1st year infants: Mrs Greenhill (Pam)- middleaged, overweight woman with dark curly hair. Goodnatured generally but could be a bit of a disciplinarian, didn't really know what to do with gifted kids, viewed them as disruptive. Taught me to knit.

2nd year infants: Mrs Laidler (Grace) - severe, hatchet-faced woman with a temper. Didn't seem to actually like small children at all. Told my mother that she and I had a 'personality clash' (mother not amused by this).

3rd year infants: Mrs Gibson - tall, wore glasses. Very engaged and smart. Particularly good at teaching English.

1st year juniors: Miss Strong (Alison) - younger teacher, blonde hair in a sort of Princess Diana style. Nurturing and lovely. I think we probably gave her the runaround a bit.

2nd year juniors: Mr Stephenson - Yorkshireman. To our eyes anyway incredibly tall (over 6 foot) with huge feet. Bit old fashioned in his ways though he was probably only in his late 30s/early 40s, but generally well-loved.

3rd year juniors: Mrs Laidler again - she'd switched classes due to a reshuffle when Mrs Gibson left. Seemed to like me a bit better this time if only because she'd worked out I could outsmart her. Made us do lots of tedious and pointless craft projects involving wool. Often vindictive and unfair.

4th year juniors: Mr Purvis (Gordon). Trim man with a moustache. Very intelligent and wanted to push kids to do their best. Threw a party for the leavers at his house in the next village - that sort of thing probably wouldn't be allowed anymore!

Headteacher #1: Mrs Robinson (Hilary). Maternal, wise, lovely woman in her 50s. Had a perm and wore glasses on a chain around her neck. Everyone adored her and cried when she left.

Headteacher #2: Mr Yorke (Peter). Was only there for my last year. Very much wanted to be a new broom and liked things done his way. Nicknamed 'Peter Perfect' by the other teachers.

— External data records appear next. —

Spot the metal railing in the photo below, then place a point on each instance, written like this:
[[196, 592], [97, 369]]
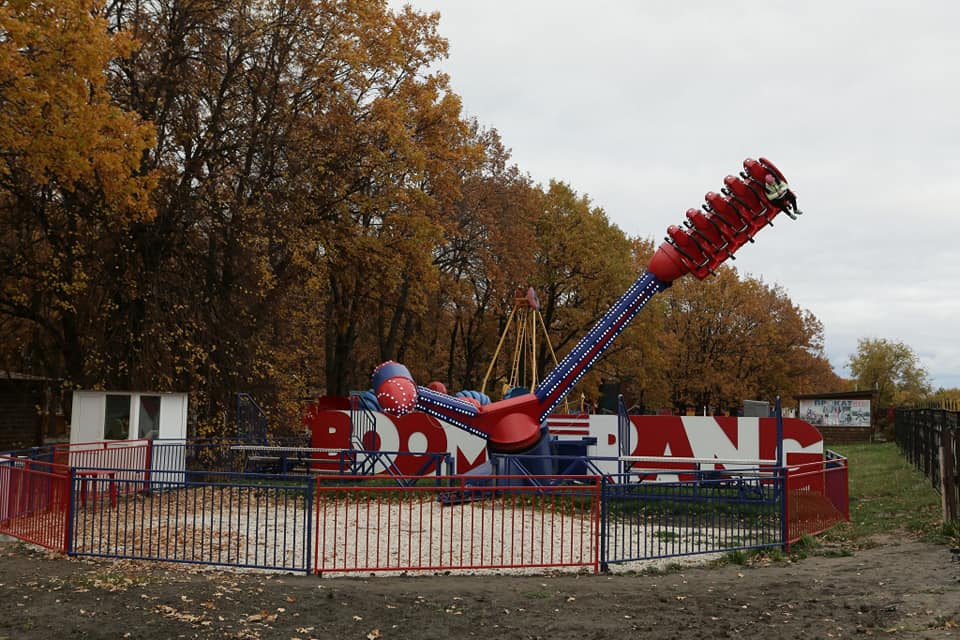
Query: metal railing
[[698, 512], [172, 507], [815, 497], [457, 526], [930, 439]]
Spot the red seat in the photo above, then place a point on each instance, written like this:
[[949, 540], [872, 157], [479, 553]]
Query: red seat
[[747, 194], [695, 255]]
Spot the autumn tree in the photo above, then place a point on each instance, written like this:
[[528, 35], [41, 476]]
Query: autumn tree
[[731, 339], [891, 368], [70, 182], [483, 259]]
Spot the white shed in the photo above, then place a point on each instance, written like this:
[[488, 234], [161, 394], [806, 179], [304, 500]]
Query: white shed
[[127, 415]]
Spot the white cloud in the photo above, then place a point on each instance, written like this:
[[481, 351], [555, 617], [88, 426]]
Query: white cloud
[[646, 106]]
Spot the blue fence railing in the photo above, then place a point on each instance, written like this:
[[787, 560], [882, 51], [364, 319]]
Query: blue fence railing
[[183, 509]]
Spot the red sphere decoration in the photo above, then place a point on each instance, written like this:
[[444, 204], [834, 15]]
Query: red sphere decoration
[[397, 396]]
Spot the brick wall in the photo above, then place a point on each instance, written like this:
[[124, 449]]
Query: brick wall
[[835, 435], [19, 420]]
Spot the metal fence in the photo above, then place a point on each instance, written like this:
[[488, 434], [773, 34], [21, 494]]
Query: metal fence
[[815, 498], [231, 520], [172, 506], [696, 512], [930, 439], [34, 498]]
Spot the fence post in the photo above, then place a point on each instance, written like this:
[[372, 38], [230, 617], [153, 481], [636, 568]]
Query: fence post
[[604, 494], [785, 518], [68, 528], [948, 493], [308, 543]]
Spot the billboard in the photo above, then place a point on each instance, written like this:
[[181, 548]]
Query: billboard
[[836, 413]]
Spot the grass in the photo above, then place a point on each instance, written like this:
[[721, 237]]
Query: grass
[[888, 497]]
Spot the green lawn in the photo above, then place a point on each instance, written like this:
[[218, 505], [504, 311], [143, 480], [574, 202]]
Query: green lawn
[[888, 497]]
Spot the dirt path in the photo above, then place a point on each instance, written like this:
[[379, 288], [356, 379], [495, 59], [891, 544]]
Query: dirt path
[[898, 589]]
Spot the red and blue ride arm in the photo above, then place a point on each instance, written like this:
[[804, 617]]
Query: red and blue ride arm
[[727, 221], [551, 391]]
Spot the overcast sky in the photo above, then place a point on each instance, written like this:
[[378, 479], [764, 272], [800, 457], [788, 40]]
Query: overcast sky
[[645, 106]]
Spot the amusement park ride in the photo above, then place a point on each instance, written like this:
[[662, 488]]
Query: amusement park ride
[[518, 425], [418, 422]]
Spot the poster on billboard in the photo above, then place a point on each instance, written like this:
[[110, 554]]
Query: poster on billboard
[[836, 412]]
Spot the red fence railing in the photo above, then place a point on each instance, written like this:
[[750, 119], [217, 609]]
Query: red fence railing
[[815, 498], [35, 502], [456, 526]]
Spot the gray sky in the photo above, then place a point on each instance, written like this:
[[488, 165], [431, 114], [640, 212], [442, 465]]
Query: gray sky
[[645, 106]]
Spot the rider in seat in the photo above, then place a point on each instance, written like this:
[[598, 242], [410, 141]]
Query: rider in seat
[[779, 194]]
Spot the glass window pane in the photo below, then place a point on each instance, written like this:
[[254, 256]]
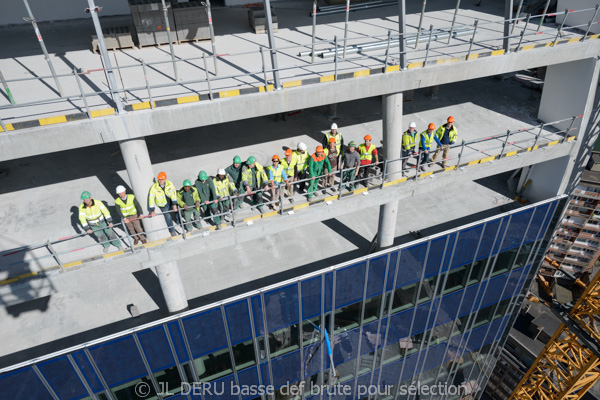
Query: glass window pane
[[284, 341], [213, 366], [243, 354]]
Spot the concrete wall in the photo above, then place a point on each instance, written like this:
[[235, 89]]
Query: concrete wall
[[13, 11], [579, 18]]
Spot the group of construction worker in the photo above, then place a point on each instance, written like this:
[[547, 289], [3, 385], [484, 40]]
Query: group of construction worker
[[296, 171]]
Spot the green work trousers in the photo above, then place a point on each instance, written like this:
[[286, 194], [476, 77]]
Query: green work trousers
[[103, 233]]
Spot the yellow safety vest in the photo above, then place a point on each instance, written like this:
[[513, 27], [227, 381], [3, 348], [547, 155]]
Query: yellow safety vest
[[366, 154], [127, 206], [223, 187], [301, 161], [277, 173], [338, 140], [159, 195], [289, 168], [93, 214]]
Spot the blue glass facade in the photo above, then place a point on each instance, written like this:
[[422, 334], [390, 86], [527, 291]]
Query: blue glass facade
[[433, 311]]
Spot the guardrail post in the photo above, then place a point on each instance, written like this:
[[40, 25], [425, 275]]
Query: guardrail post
[[346, 27], [537, 136], [472, 39], [312, 52], [428, 45], [591, 22], [569, 129], [207, 76], [504, 144], [462, 148], [387, 51], [559, 32], [517, 16], [335, 58], [77, 78], [55, 255], [420, 24], [6, 89], [543, 14], [523, 33], [147, 82], [453, 21]]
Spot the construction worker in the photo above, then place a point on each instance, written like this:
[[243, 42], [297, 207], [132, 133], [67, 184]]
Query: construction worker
[[225, 190], [409, 140], [333, 155], [127, 207], [254, 181], [234, 172], [164, 195], [447, 134], [189, 199], [208, 196], [301, 165], [427, 138], [316, 164], [95, 219], [277, 176], [367, 151], [351, 165], [339, 140], [289, 166]]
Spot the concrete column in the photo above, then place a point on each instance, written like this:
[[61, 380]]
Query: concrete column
[[392, 150], [141, 176], [332, 111], [576, 81]]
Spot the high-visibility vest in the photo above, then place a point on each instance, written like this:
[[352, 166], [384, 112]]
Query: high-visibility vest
[[93, 214], [409, 140], [453, 132], [159, 195], [289, 168], [301, 161], [224, 187], [428, 138], [277, 173], [338, 140], [366, 154], [127, 207]]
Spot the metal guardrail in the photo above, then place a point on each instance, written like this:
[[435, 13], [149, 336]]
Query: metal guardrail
[[346, 46], [382, 176]]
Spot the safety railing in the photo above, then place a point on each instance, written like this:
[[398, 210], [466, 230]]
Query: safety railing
[[346, 53], [374, 176]]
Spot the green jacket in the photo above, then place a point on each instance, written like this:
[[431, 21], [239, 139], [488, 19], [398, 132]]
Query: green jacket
[[315, 165], [188, 198], [206, 190]]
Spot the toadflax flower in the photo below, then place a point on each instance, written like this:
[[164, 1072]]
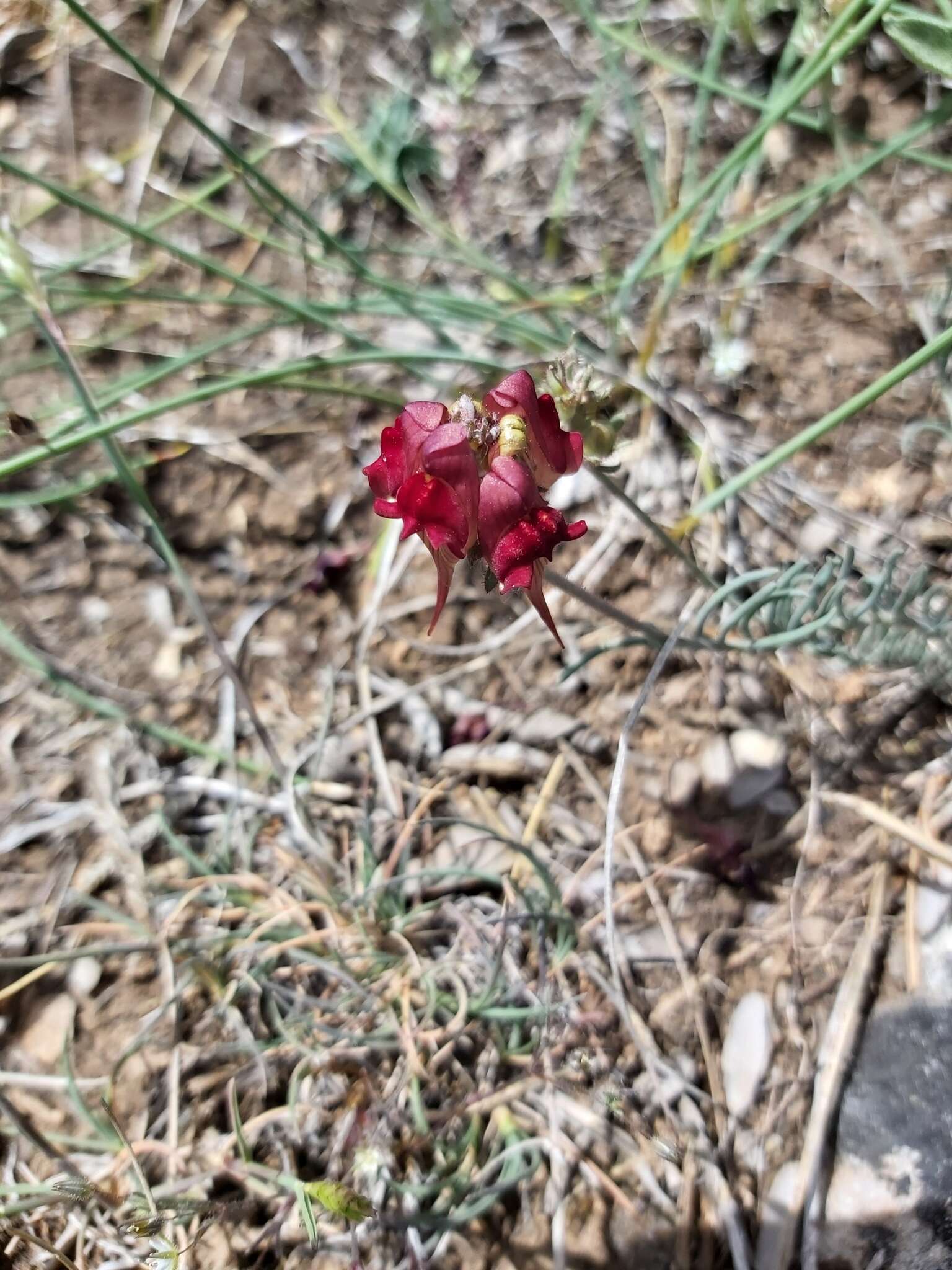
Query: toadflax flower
[[470, 482]]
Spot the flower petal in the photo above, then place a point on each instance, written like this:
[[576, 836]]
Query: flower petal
[[431, 508], [552, 453], [507, 493], [418, 420], [387, 473], [448, 456]]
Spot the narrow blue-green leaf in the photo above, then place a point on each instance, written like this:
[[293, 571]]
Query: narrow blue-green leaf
[[924, 38]]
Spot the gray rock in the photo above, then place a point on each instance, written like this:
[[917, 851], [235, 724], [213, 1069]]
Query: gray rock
[[718, 768], [683, 784], [747, 1050], [760, 762], [890, 1196]]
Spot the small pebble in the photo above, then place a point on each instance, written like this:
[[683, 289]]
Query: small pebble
[[683, 784], [84, 977], [508, 761], [746, 1055], [718, 768]]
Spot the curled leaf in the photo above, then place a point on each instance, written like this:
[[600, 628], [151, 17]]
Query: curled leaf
[[926, 38], [340, 1199]]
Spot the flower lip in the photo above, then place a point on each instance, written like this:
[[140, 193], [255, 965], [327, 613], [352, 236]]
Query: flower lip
[[387, 473], [432, 474], [552, 453]]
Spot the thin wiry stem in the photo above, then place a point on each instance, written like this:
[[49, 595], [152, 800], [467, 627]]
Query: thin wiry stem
[[615, 791], [58, 342]]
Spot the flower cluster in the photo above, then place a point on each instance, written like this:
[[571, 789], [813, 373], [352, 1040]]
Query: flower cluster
[[470, 482]]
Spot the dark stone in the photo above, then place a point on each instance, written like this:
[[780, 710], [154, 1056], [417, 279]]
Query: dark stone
[[890, 1196]]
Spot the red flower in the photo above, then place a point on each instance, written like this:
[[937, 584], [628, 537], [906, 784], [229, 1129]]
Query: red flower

Other figures at the school:

Mrs Thursden, the teacher who replaced Mrs Gibson. Eccentric older woman with flyaway hair pulled into a bun with lots of pins, rode a bike with a tartan basket. Called everyone 'poppet'. We called her Supergran.

The caretaker. Can't remember his name now - it'll come to me. Short, round bald man who always had a packet of Polo mints in his pocket. Played Santa at Christmas.

Mr Alderson, the peripatetic brass teacher who taught me tenor horn. Dapper chap with a robustly Northern sense of humour and perfectly coiffed silver hair.

Mrs Fairlie, the swimming teacher. We used to get bussed out to a neighbouring school for swimming lessons, in an over-chlorinated pool that was invariably freezing. She was a horrible woman who viewed inability as a form of weakness, and used to duck kids who didn't like putting their faces in the water. Universally despised.

I can remember a few sketchy details about my middle school teachers, but no names. And I remember having a really awesome arts teacher called Mrs Ford in high school. And my a-levels maths was taught by Mr Celine(sp?). But aside from that, nothing. I guess it means that my teachers didn't make much of an impression on me?